Бояться, впрочем, оказалось нечего. Драматической прощальной сцены в четверг как будто не бывало. Розелла пришла вся сияющая, словно из-под утреннего душа, полная невинной радости и в восторге от какой-то известной только ей тайны, которую она отказалась мне поведать до тех пор, пока я, как она выразилась, не исполню свой долг.
— Ты ведь знаешь, — сказала она, когда долг был исполнен, — что Лоуфорд летит в Нью-Йорк в будущую среду утром? На открытие своей выставки.
Я не помнил, когда назначено открытие, но в ответ кивнул.
— Ну так вот, — продолжала она, — а я собираюсь заболеть. У меня начинается что-то скверное, вроде гриппа.

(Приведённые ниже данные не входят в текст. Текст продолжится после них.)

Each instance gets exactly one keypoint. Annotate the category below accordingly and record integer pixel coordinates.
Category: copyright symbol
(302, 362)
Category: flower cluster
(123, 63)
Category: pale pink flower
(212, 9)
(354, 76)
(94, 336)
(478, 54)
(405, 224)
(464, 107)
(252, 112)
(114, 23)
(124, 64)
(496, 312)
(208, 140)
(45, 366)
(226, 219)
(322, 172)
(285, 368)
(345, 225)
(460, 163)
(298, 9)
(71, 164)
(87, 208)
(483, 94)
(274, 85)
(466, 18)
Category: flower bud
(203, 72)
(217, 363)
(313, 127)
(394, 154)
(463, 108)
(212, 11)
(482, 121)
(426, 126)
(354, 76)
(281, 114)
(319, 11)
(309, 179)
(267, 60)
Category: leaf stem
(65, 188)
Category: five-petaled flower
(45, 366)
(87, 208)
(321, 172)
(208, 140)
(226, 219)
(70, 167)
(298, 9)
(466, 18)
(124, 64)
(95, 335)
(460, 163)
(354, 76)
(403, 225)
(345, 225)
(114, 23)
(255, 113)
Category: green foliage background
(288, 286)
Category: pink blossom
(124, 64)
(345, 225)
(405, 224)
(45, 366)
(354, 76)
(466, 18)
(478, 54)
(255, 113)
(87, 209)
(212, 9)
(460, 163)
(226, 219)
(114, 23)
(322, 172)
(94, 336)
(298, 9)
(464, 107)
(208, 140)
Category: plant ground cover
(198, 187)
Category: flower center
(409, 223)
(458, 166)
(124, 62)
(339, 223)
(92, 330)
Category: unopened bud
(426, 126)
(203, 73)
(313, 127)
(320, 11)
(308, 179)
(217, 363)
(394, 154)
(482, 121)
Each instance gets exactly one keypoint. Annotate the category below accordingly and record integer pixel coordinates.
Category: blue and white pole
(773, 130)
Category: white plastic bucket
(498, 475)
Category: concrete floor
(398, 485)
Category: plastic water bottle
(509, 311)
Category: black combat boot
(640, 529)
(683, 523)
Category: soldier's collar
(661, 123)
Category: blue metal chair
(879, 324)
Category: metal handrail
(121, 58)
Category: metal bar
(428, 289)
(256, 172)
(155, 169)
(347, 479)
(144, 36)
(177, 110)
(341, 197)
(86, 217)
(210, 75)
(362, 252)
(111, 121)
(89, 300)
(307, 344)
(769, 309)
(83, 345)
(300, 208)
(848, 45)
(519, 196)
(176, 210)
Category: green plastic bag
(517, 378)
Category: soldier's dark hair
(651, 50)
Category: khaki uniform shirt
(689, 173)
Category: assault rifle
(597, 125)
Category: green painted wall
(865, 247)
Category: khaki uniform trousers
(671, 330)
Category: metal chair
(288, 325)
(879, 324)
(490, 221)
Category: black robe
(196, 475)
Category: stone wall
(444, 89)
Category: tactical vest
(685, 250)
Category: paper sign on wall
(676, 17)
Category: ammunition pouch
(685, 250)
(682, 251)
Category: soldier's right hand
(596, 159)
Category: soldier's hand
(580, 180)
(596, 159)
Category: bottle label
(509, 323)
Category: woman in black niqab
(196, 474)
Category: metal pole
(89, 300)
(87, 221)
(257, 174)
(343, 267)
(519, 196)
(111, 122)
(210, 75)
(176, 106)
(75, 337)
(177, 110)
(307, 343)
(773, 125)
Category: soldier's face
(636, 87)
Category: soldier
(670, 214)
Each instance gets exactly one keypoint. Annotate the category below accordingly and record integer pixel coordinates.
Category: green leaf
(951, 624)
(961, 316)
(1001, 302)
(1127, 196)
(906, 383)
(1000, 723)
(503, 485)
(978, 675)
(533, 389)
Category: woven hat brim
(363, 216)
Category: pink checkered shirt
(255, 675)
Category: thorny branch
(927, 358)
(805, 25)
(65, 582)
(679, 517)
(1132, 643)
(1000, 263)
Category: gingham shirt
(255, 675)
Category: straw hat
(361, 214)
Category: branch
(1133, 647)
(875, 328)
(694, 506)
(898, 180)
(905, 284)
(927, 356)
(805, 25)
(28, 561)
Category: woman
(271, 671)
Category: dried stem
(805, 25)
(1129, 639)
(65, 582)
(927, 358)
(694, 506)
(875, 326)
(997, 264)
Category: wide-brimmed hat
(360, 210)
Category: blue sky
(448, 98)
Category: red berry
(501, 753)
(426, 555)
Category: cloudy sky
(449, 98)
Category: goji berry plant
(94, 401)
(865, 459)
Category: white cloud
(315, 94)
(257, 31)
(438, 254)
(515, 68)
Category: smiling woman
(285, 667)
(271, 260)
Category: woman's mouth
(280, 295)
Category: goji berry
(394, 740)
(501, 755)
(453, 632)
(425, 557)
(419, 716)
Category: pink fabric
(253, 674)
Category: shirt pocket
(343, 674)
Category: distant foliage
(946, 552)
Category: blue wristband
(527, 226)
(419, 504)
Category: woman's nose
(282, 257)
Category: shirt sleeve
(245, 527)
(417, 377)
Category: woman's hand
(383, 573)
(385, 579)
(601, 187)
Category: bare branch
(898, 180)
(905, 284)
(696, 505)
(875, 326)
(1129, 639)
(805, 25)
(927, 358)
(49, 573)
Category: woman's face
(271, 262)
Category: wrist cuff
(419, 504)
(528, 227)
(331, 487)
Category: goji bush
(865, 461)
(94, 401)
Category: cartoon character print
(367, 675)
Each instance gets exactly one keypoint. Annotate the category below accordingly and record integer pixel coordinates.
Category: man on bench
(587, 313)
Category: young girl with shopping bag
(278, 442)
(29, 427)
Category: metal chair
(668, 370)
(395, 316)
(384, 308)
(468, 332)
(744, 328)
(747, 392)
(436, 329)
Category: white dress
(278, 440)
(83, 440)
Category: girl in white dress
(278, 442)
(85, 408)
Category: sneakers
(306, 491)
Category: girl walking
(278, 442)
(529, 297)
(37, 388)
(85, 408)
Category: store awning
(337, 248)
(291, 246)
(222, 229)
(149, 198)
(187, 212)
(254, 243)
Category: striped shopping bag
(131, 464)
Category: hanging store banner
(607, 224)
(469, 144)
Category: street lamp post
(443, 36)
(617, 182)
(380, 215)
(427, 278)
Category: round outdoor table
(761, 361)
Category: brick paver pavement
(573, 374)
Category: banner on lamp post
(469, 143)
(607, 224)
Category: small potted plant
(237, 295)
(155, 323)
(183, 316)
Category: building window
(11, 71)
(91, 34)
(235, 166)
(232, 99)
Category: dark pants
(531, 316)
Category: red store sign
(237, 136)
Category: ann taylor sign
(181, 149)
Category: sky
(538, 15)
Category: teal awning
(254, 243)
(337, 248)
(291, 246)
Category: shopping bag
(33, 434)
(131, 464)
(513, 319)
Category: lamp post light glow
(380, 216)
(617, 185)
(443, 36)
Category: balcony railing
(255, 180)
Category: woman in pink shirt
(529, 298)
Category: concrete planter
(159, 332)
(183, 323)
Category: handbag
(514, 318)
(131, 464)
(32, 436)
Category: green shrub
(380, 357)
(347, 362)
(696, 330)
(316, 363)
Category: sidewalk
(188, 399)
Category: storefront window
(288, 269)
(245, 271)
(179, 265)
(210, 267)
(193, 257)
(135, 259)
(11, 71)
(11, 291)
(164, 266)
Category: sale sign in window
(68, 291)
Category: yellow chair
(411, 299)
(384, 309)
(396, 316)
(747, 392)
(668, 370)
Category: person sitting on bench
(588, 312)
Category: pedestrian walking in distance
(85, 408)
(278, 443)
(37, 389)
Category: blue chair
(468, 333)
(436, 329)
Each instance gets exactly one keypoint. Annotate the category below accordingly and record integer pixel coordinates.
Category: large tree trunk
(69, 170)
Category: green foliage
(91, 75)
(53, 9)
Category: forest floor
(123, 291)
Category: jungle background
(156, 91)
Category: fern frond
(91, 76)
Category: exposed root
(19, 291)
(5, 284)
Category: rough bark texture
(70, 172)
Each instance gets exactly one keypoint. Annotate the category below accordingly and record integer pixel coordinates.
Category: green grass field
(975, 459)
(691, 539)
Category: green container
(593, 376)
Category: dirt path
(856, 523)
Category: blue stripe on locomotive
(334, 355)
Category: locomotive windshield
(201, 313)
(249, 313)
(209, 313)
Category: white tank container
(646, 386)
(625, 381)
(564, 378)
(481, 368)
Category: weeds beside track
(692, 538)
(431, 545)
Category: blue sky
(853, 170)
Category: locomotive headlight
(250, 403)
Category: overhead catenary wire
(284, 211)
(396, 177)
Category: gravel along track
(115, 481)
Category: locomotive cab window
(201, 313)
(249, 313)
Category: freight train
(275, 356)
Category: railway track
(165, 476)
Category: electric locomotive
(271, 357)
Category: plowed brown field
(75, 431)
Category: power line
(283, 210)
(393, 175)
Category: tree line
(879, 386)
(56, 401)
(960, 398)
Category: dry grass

Она сделала грустное лицо и понурилась, но едва я успел что-то пробормотать, выражая свое сочувствие (и, надо признаться, удивление после того, как она только что продемонстрировала весьма бурную энергию), как она рассмеялась и сказала:
— Вот глупенький!
И объяснила:
— Понимаешь, завтра я начну киснуть и к вечеру буду совсем плохая. Желудочный грипп — вот что это будет, плюс простуда и понос. Я просто не смогу с ним лететь. Придется мне пропустить вернисаж.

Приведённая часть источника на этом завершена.